Он молчит, а мне страшно смотреть в его сторону. Сам не знаю, что я боюсь там увидеть.
— На что ответил? — повторяю я.
— Два вопроса. Он задал тебе два вопроса. Первый вопрос к тебе явно не относится… Так что…
Я снова услышал голос Таманского: «Как вы думаете, к чему эта война? Кому это нужно, кто стоит за всем этим?»
— Так что бы ты ответил журналисту? Если бы этот разговор происходил строго между вами?
— Ничего. Откуда мне знать? Планы маршалов меняются, как ветер. Сегодня одно, завтра другое. Глупо искать смысл там, где его нет…
— Именно… Нет логики, правда? Нормальной человеческой логики нет. На первый взгляд. Но ты прикидываешься дурачком. А даже журналист отметил, что ты не просто служака-генерал.
— Я действительно не знаю… Война всегда имеет четкие цели. Это средство, которым пользуются, когда все возможности для достижения поставленной цели уже исчерпаны. А если возможности исчерпаны, значит, они исчерпаны в борьбе за что-то. Во имя некой цели. Захват территорий. Захват ресурсов. Уничтожение инородцев. Расширение жизненного пространства, усиление собственной власти или освобождение от чьей-либо власти. Всегда есть цель. Я первый раз вижу войну как упражнение в стратегической науке. Это глупо, так что мне нечего ответить журналисту. А вступать с ним в дебаты я не настроен.
— Хорошо. Эта война бессмысленна, — согласился Легба, и я, переборов страх, взглянул на него.
Он сидел. Черный на фоне черноты. И ничего особенного в его облике не было… только на поясе болтается маленькая куколка.
Я отвел глаза.
— Хорошо, — снова повторил он. — А что касается второй части вопроса? Кому это нужно?
— Еще лучше… Кому может быть выгодна бессмыслица? Знаешь, я не готов к таким разговорам. Все мои люди либо уже умерли, либо скоро умрут. Я прошел через ад, я убил… — тут я поперхнулся, — массу хороших солдат. Эта война катится через меня, как огромная, грязная телега, груженная трупами… А ты спрашиваешь меня, кому это все нужно! Я не знаю! Может быть, помешанному на виртуальности Нкелеле, может быть, такому же психу Ауи, который даже спит в онлайновом режиме…

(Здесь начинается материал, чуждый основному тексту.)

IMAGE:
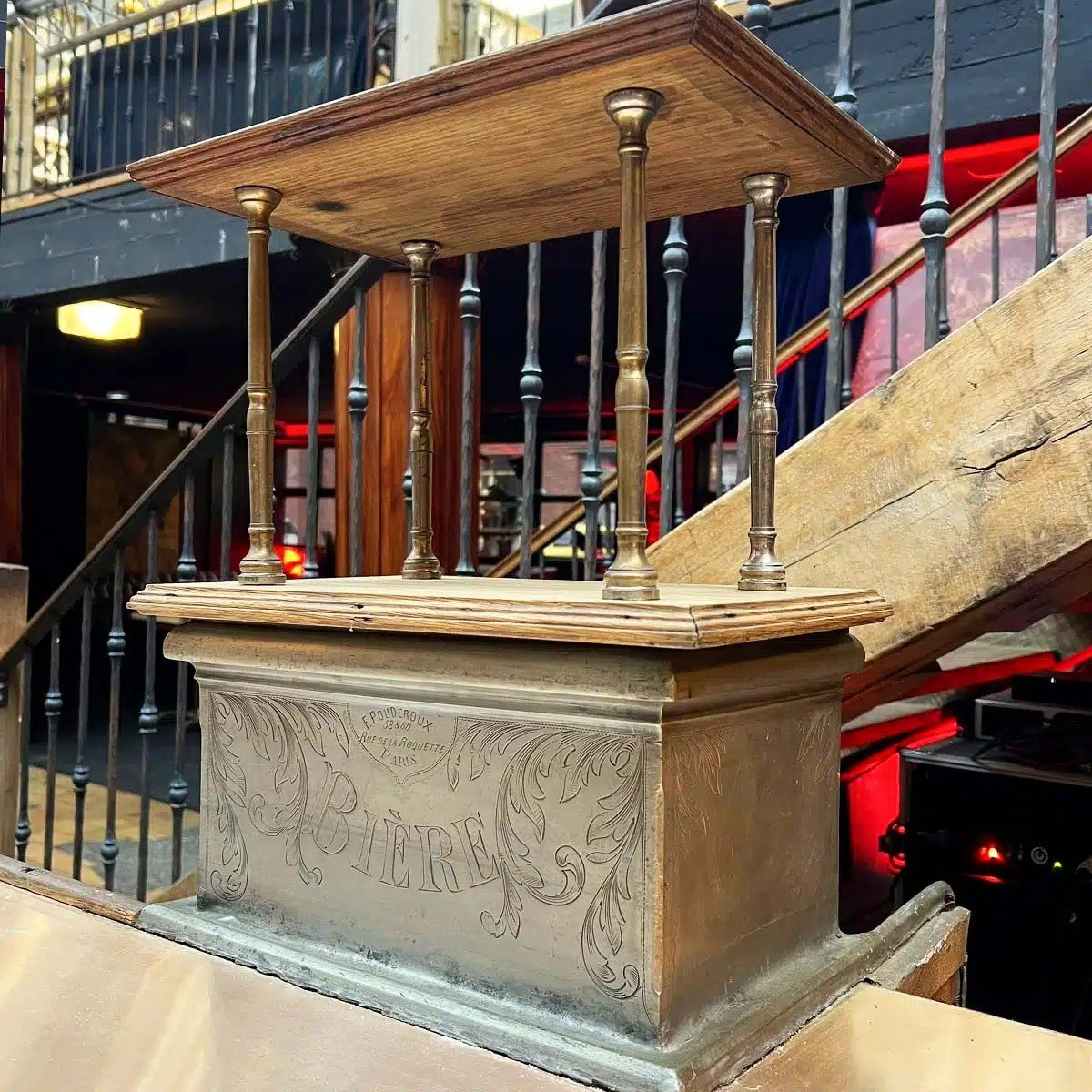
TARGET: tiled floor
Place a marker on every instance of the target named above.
(126, 833)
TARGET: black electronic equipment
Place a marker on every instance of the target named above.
(1014, 839)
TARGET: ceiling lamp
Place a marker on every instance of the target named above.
(101, 320)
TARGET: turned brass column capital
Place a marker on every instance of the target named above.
(261, 565)
(420, 563)
(763, 571)
(632, 576)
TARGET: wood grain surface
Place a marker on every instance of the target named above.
(683, 617)
(960, 487)
(516, 147)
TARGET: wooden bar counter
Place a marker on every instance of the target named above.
(589, 825)
(598, 836)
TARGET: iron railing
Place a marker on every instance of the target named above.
(96, 87)
(938, 228)
(216, 442)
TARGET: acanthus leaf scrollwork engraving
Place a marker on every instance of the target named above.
(276, 729)
(614, 834)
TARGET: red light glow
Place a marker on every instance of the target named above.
(991, 854)
(292, 558)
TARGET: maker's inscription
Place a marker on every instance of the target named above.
(404, 741)
(540, 767)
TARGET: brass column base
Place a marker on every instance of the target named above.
(632, 577)
(421, 568)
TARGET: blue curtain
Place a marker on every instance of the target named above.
(804, 289)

Я замолчал. Какая-то мысль проскользнула по самому краю моего сознания.
— Может быть… они в шахматы так играют… — уже тише сказал я, а про себя подумал: «Кто — „они“?»
— Знаешь. — Звезды вспыхнули острыми искорками, вторя его дробному смеху. Он говорит размеренно, спокойно. — Этим миром некогда заправляли духи, лоа, боги. Не в названии дело… Лоа, добрые и не очень, плохие и хорошие, лепили этот мир, как ком глины. Создавали, разрушали. Ссорились. Вселялись в людей, причиняя им страдания или доставляя высшее блаженство… От которого, впрочем, частенько сходили с ума. Я думал, то время безвозвратно ушло. Но люди… Вы просто не умеете ценить свою свободу. Вам всегда нужен Бог. Пусть даже из машины.
Я видел, как он растворяется в темноте ночи. Костер полыхнул в последний раз. Тихо шептали о бесконечном красные в серебристой золе поленья…
— Шахматы… — донеслось до меня.
Мы вышли к водохранилищу на следующий день.
Коваленко осталось жить считанные часы. Ламбразони все больше уходил в себя. Таманский явно подумывал о побеге.
А я не мог отделаться от последнего слова лоа. В шахматах даже короли всего лишь фигуры.